I came into Goucher with my uncle on the day of arrival. Finding my hall, was however, very frustrating because we went around the school over and over, and couldn’t get anyone to give us correct directions. It was however, through this experience that I made my first friend, Wonde, an Ethiopian, who had tried to help us find my hall.
I remember my first encounter with my Residential Assistant (RA), who was supposed to help me settle. In his effort to be sociable, he asked me “Where do you come from?” and I said Ghana. To which he replied, “That’s in North America, right?”. While I helped clarify where Ghana was, the interaction helped me take up a role as part of my exchange experience. I knew from that point I wasn’t just representing Ashesi and Ghana but Africa.
I set a goal at that moment to always wear African print on Fridays. I enjoyed achieving that goal because I would receive compliments from professors, students and school workers about how much they loved my outfit.

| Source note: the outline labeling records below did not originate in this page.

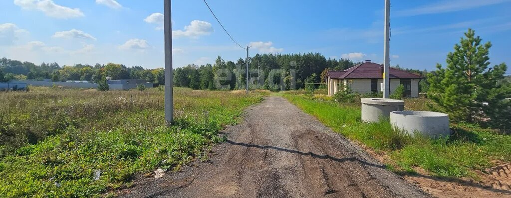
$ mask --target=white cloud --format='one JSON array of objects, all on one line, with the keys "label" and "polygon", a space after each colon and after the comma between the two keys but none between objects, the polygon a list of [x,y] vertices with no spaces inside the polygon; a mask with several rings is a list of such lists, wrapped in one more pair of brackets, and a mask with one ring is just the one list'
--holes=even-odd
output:
[{"label": "white cloud", "polygon": [[213,32],[211,23],[206,21],[194,20],[190,22],[190,25],[184,26],[184,30],[172,31],[172,36],[175,38],[191,37],[197,38],[201,36],[209,35]]},{"label": "white cloud", "polygon": [[67,19],[85,16],[79,9],[58,5],[52,0],[14,0],[14,4],[24,9],[39,10],[54,18]]},{"label": "white cloud", "polygon": [[442,1],[415,8],[398,11],[396,12],[393,15],[396,16],[407,16],[443,13],[468,10],[485,6],[500,4],[510,1],[511,0]]},{"label": "white cloud", "polygon": [[184,52],[184,50],[183,50],[183,49],[181,49],[181,48],[173,48],[172,49],[172,52],[173,53],[183,53]]},{"label": "white cloud", "polygon": [[21,34],[28,33],[12,23],[0,24],[0,45],[12,44]]},{"label": "white cloud", "polygon": [[[146,17],[146,19],[144,19],[144,21],[146,21],[146,22],[148,23],[158,24],[158,26],[155,28],[155,29],[156,30],[161,30],[164,29],[163,23],[165,20],[165,18],[163,14],[156,12],[152,13],[147,17]],[[173,20],[172,20],[172,24],[174,24]]]},{"label": "white cloud", "polygon": [[194,62],[194,64],[196,65],[205,65],[207,63],[207,61],[210,60],[210,58],[207,57],[201,57],[199,58],[197,61]]},{"label": "white cloud", "polygon": [[27,44],[15,47],[15,48],[23,51],[43,51],[51,53],[65,52],[64,48],[58,46],[48,46],[42,41],[33,41],[27,43]]},{"label": "white cloud", "polygon": [[145,50],[150,47],[147,41],[143,39],[133,39],[128,40],[126,43],[119,46],[121,49]]},{"label": "white cloud", "polygon": [[45,46],[44,43],[38,41],[30,41],[27,43],[27,49],[31,50],[41,49]]},{"label": "white cloud", "polygon": [[341,55],[343,59],[347,59],[350,60],[361,60],[363,59],[364,57],[367,56],[367,55],[362,52],[351,52],[349,53],[345,53]]},{"label": "white cloud", "polygon": [[123,6],[115,0],[96,0],[96,4],[103,5],[114,9],[123,8]]},{"label": "white cloud", "polygon": [[147,17],[146,17],[146,19],[144,19],[144,21],[149,23],[163,24],[164,20],[165,18],[163,14],[157,12],[152,13]]},{"label": "white cloud", "polygon": [[81,39],[96,40],[96,38],[83,31],[73,29],[69,31],[57,32],[53,35],[55,38],[62,38],[65,39]]},{"label": "white cloud", "polygon": [[256,49],[259,50],[260,52],[263,53],[279,53],[284,51],[284,48],[277,48],[273,47],[273,43],[268,41],[266,43],[263,41],[251,42],[248,45]]},{"label": "white cloud", "polygon": [[95,46],[91,44],[85,44],[83,47],[76,51],[71,52],[72,54],[84,54],[91,52],[95,49]]}]

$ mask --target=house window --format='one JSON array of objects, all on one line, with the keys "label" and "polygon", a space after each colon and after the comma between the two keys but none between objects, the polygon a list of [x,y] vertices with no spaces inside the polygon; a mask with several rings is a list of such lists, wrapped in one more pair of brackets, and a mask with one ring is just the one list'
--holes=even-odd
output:
[{"label": "house window", "polygon": [[371,79],[371,92],[373,93],[378,93],[378,79]]},{"label": "house window", "polygon": [[409,79],[402,79],[400,80],[401,84],[405,88],[405,95],[404,96],[410,97],[412,96],[412,81]]}]

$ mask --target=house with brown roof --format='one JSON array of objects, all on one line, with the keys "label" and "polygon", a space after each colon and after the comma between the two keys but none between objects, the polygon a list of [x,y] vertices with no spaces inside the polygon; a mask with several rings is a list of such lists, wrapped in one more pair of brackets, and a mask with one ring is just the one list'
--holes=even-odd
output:
[{"label": "house with brown roof", "polygon": [[[363,63],[343,71],[329,71],[327,81],[328,95],[333,96],[341,88],[349,87],[354,92],[369,94],[382,91],[383,66],[365,60]],[[399,84],[405,88],[405,96],[419,97],[419,82],[424,77],[407,71],[390,68],[390,94]]]}]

My first weeks in Goucher were amazing because I hit the ground running. Right from orientation, I would get out of my comfort zone and purposely network (I think that is the most sociable I have been all my life). Karen Sykes, who oversaw the international students programs was my best resource especially in the first few weeks. She had this mini bus that we would all go out in and have so much fun. During orientation, I set some goals for myself — all of which I achieved, including becoming a better dancer. Setting goals did help me a lot because I knew what to do at every point in time.
I did have other goals but I did not write them down because they are too general. A typical example will be to get a high GPA.
Over the course of the semester, I enjoyed each passing day as I got more accustomed to the culture and the people. Unfortunately, I never got used to Goucher food. I enjoyed any opportunity to eat spicy food such as Indian food or African food. I remember when Lindsay took us out to an African restaurant called Pejus. I tried egusi soup for the first time and I loved it. I still enjoyed the variety in the foods that Goucher offered. I liked the idea of a brunch where you choose what you want to eat. One of my favorite days was when the five exchange students at Goucher decided to cook some jollof and chicken. We set off to the grocery store and came back to cook our jollof in the evening. The rest was history.
My dad told me that the best way to easily make friends is to go with your interests first. Approximately 80% of the friends I made at Goucher had some interest in soccer. It was a struggle at first because I will always say football instead of soccer but with time I got used to it. I joined Goucher Pumas for the intramural league
and they treated me as family. We would have lunch together and always hang out. I enjoyed playing FIFA and going out with all my friends who I hope still stay connected even though we are miles apart. My friends also convinced me to try out a fashion show and I did, I wouldn’t say I nailed but I didn’t do so badly. There were 2 Ghanaian students in Goucher before we went. Both of them (Sam and Edem) were very friendly and helped us out a lot.
This exchange program also gave me the chance to tour around Baltimore, Washington, Pennsylvania and New York — it was a life changing experience for me.
It was an honor to represent Ashesi, Ghana and Africa at Goucher. I have learned so much about the American culture. January to May were the best 5 months of my life and I would encourage everyone to apply for this wonderful opportunity. Winning the intramural league was not the main highlight of my study abroad. The final words of Jose Bowen when I told him I was leaving (President of Goucher) will always be with me. He said “I am going to miss you and your soccer skills. Make sure you show the world what Goucher taught you and tell your friends about Goucher. You will always be welcome here at Goucher.”